I have been out of the piranha keeping for a couple of years now. I am considering getting back into it. I am thinking about getting 3 caribe. Would a 55 gallon only be a temporary holding for these guys or could it hold them for life? 75?


----------



## Badrad1532 (Apr 15, 2006)

yes the 55 is ok for some time depending on size. the 75 may b ok for life, caribe though, some maybe 100 gallon


----------



## Hannibal (Dec 2, 2002)

I plan to start off with really small babies, maybe 1.5".


----------



## jestergraphics (May 29, 2007)

yeah a 55 getting them at baby size would be just fine but to save some future work look for a deal on a 75 first or you could really spoil them and get a 90 (just a little more hieght than a 75). I have a 90 in front of me right now and looking at it I'd say 3 full grown pygos would love it!


----------



## Guest (Jul 22, 2007)

Feed them as much as you can though so you will not wake up one day with a floater. I bought 5 for my 93 gallon and they ate one which was the runt so try to get them all at the same size.


----------



## ICEE (Feb 3, 2007)

55g is fine for that size but 90g for life


----------



## Aaronic (Apr 22, 2005)

I dont think a 75 would be ok for 3 12"+ fish... I dont really see the point in getting a 90 either, if you are going bigger than 75, make sure you get something with a bigger footprint, not just taller.

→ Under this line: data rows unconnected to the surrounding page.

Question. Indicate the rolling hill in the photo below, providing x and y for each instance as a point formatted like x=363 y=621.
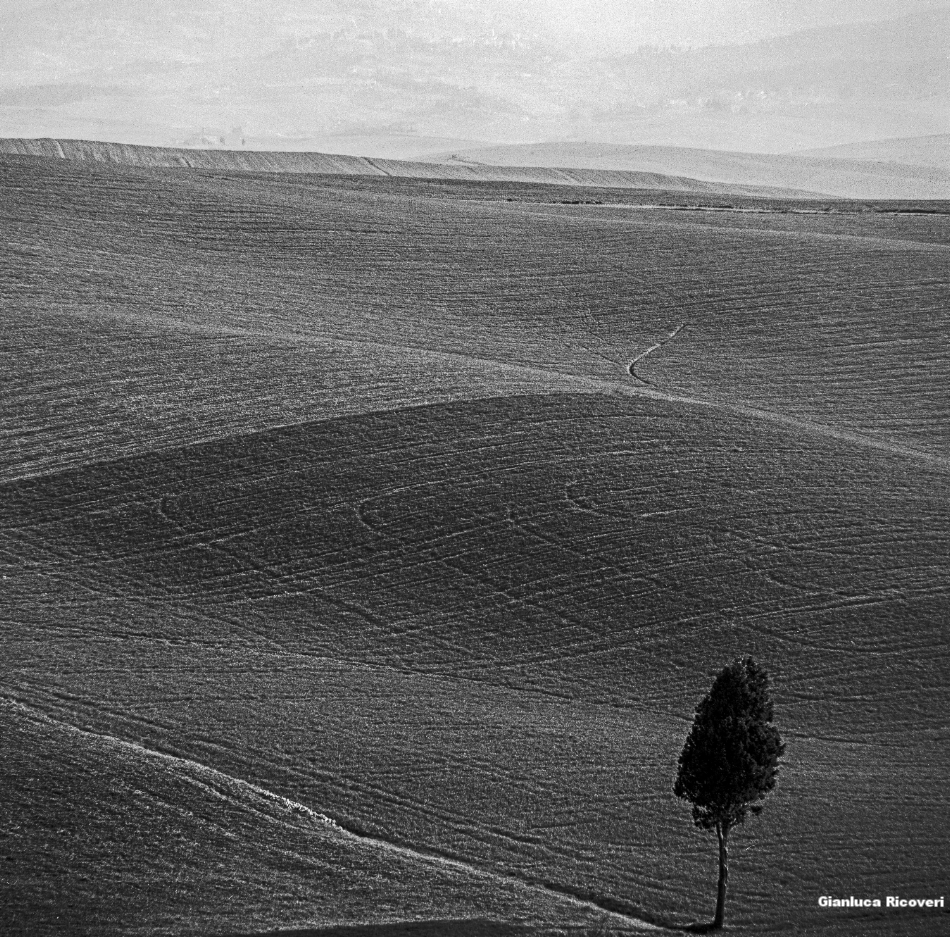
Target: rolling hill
x=367 y=542
x=334 y=164
x=858 y=176
x=933 y=151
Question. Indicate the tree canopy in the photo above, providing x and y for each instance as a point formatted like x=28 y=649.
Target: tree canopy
x=730 y=760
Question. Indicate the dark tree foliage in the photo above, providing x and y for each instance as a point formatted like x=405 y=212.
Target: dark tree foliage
x=730 y=760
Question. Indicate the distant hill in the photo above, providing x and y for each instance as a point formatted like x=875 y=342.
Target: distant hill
x=933 y=151
x=335 y=164
x=851 y=178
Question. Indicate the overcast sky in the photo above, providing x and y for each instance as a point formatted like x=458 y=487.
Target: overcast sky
x=615 y=24
x=175 y=71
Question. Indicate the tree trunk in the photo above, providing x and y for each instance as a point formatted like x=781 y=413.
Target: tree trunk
x=722 y=831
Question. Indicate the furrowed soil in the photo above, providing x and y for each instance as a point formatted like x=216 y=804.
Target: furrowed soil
x=367 y=544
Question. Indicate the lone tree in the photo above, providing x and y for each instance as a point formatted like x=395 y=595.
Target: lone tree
x=730 y=759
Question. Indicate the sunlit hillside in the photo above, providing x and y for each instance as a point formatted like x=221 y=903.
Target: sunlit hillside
x=367 y=544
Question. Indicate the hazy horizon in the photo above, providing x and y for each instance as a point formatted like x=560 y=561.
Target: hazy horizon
x=754 y=75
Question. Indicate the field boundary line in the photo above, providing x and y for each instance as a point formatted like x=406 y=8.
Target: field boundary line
x=197 y=772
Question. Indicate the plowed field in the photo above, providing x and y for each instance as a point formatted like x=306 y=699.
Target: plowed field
x=366 y=546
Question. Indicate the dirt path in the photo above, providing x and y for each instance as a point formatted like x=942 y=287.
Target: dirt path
x=632 y=366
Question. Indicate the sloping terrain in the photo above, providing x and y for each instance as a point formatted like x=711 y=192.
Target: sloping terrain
x=430 y=508
x=932 y=150
x=855 y=177
x=331 y=164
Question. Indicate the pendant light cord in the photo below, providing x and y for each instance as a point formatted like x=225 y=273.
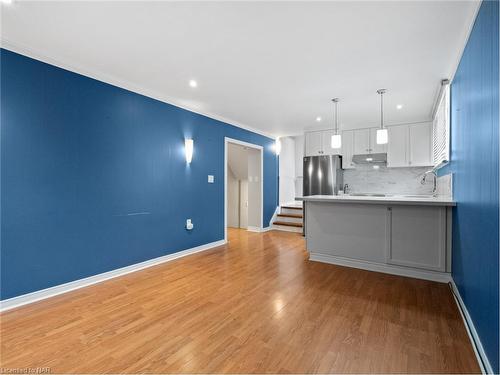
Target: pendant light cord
x=381 y=92
x=335 y=115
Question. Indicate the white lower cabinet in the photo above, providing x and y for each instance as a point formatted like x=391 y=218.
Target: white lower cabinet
x=416 y=237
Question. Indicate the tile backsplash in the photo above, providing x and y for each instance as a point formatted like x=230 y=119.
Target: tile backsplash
x=365 y=179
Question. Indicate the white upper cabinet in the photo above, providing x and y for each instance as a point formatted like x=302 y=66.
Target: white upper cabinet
x=374 y=147
x=320 y=143
x=327 y=143
x=347 y=149
x=314 y=144
x=420 y=136
x=409 y=146
x=365 y=142
x=361 y=141
x=397 y=146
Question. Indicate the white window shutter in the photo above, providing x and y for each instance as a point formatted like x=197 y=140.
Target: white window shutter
x=441 y=130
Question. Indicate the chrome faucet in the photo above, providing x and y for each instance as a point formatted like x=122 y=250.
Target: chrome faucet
x=434 y=175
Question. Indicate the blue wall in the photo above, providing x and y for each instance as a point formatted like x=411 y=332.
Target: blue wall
x=474 y=162
x=93 y=177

75g would be good for a long while though.


----------



## Inflade (Mar 24, 2006)

55 would do for a while. 75 would go for a VERY LONG TIME.


----------



## skubasteve! (Feb 14, 2007)

Aaronic said:


> I dont think a 75 would be ok for 3 12"+ fish... I dont really see the point in getting a 90 either, if you are going bigger than 75, make sure you get something with a bigger footprint, not just taller.
> 
> 75g would be good for a long while though.


Im going to have to agree with Aaronic here. They will do fine in the 55g for a short while as has been stated, however I wouldnt keep 3 pygos in a 75g myself, let alone caribes. I would get something with a 72" by 18" footprint for them to be happy. Thats just my opinion though. I have a solo red 8-9" in a 75g, and that fish alone makes the tank look kinda small. I couldnt imagine my red being 12" and having two others of its size in there as well, that would be crammed!


----------



## Coldfire (Aug 20, 2003)

Aaronic said:


> I dont think a 75 would be ok for 3 12"+ fish... I dont really see the point in getting a 90 either, if you are going bigger than 75, make sure you get something with a bigger footprint, not just taller.
> 
> 75g would be good for a long while though.


Agreed ^^^^

Because of the personalities of Cariba, a 75g tank will work for about a year. However, after that they will need more room. Don't waist your time with an upgrade to a 90g tank because all you would be adding is more height. As you know, piranhas use length more than height, so a longer tank will be more helpful. A 90g tank has the same footprint as a 75g tank except the heigth on it. If you are going to upgrade you will need to move towards a 100g or 125g tank.


----------